I have yet to hear of any cryptographic or ‘technical’ method void of complete vulnerability . As a security engineer, I have encountered diverse forms of key exchange methods, how two parties share public values or keys to over public channels.
Some have suggested we should forgo D – H key exchange. Rather, we should focus on customizing our own key exchange to minimize threats of publicly shared keys and even those kept secretly by two parties.
If keys generated by experienced cryptographers are deemed ‘not trustworthy, then why should we rely on key exchange methods like Deffie –Hellman?
Nevertheless, Deffie – Hellman is one of my preferred cryptographic key exchange methods. Although, some experts perceive it as a weaker exchange because of how public keys are transmitted over a public medium . Technically, the mechanism of exchanging public values is seen as the gateway to attacks like logjam, birthday and man –in –the –middle attacks.
Diffie – Hellman is a key exchange protocol developed by Deffie and Hellman in 1976 . The main purpose of Deffie-Hellman is to allow two parties to exchange a secret over a public medium without having anything shared beforehand.
How D-H Key Exchange Works :
Logically, there are two major parameters at the core of this key exchange protocol . They consist of a very large prime number [p] and a second related “generator” number [g] that is less than the prime number designated as [p].
Finally, the third value is represented as [X] a private value is also generated for each host.
For each host, the number [n] is assigned to [similar to statement assignment in python or C++ but differs in this context] to the generator number [g] raised to the power of K . Moreover the value [g] is closely tied to its associate value [p].

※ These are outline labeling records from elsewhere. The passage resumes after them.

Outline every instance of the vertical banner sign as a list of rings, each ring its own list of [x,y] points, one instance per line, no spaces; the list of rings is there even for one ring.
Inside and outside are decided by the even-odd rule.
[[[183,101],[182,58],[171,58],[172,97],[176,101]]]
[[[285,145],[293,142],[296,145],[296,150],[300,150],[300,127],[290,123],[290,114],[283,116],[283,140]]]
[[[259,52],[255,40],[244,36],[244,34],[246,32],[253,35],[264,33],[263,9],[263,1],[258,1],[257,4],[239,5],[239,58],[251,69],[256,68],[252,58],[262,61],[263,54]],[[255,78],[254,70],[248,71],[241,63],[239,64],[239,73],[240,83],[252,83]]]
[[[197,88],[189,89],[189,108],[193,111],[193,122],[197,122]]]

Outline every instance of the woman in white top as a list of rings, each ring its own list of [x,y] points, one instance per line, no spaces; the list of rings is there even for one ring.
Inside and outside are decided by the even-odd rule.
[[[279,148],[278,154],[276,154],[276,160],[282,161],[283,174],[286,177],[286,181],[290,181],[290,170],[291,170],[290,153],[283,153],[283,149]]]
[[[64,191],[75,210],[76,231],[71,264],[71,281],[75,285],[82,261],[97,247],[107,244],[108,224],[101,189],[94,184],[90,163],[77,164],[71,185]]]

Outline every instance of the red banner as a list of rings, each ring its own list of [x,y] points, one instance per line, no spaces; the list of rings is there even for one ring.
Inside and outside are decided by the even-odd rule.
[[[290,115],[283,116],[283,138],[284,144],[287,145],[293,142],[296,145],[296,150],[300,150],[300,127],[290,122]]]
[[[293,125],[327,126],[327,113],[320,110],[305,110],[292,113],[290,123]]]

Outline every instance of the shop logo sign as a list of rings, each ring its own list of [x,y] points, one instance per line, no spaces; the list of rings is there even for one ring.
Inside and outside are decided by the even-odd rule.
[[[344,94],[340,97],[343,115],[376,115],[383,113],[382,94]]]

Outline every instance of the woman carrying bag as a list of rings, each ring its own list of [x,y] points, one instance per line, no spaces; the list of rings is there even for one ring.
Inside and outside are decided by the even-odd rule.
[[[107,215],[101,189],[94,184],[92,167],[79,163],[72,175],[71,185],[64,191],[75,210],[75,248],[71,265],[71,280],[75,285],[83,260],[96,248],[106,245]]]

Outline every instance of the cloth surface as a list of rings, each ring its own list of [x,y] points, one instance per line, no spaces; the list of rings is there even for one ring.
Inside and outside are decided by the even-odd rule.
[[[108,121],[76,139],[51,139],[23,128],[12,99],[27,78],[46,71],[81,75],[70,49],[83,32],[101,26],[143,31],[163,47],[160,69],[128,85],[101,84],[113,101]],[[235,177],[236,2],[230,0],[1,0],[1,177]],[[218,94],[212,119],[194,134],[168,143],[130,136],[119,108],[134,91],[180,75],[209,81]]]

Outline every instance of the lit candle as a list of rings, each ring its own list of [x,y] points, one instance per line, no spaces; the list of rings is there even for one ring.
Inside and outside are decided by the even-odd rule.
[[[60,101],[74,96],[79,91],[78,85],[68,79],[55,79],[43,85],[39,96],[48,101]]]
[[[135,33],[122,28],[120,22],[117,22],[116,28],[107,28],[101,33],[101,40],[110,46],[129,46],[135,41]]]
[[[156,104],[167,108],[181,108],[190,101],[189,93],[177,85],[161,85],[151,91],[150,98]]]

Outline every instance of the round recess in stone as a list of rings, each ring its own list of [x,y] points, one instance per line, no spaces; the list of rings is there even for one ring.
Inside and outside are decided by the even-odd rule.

Here is a logical Diagram of Deffie Hellman Key Exchange Relationship
So seemingly, each host must agree on these two parameters or values [ p and g] .
Public Value Exchanges
Public Values are values exchanged between two parties over the public channel.
For instance, let’s take value [g] , the generator number which generates the public keys or values between Alice and Bob. In this context, the value [Y] represents the result of the public key to be shared or exchanged between Alice and Bob over a public medium . So let’s take value [g] and raise it to the power of [X] . We will then divide it by the final outcome by the prime value [P]. The remainder becomes the public value[Y]
|Y = g^X % p|
|100 % 3|
Step A =
Y = 33.3333333 [ The remainder is value [Y]
*[ ? = Y, 10 = G, k = 2, P = 3]
|Y = 10^2|
Step B =
Y = 100 % p
- Please this is just an assumed example to make things easier for those who are not conversant with Deffie – Hellman Key Exchange Protocol .
How To Use Public Value[key] To Create A Secret Key
Let’s assume the first cryptographic method to create a public key [ to be shared publicly ] between Alice and Bob is accomplished.
Without the secret key, neither Alice or Bob can decrypt the encrypted message or file. Any other method to decrypt might appear gibberish.
In a layman’s term, we can define the secret key [ in this context is described as the private value] as a unique value which is unique to Alice and Bob only until Eve, the eavesdropper finds out.. Alice and Bob can use the secret value or key for whatever encryption algorithm both prefer .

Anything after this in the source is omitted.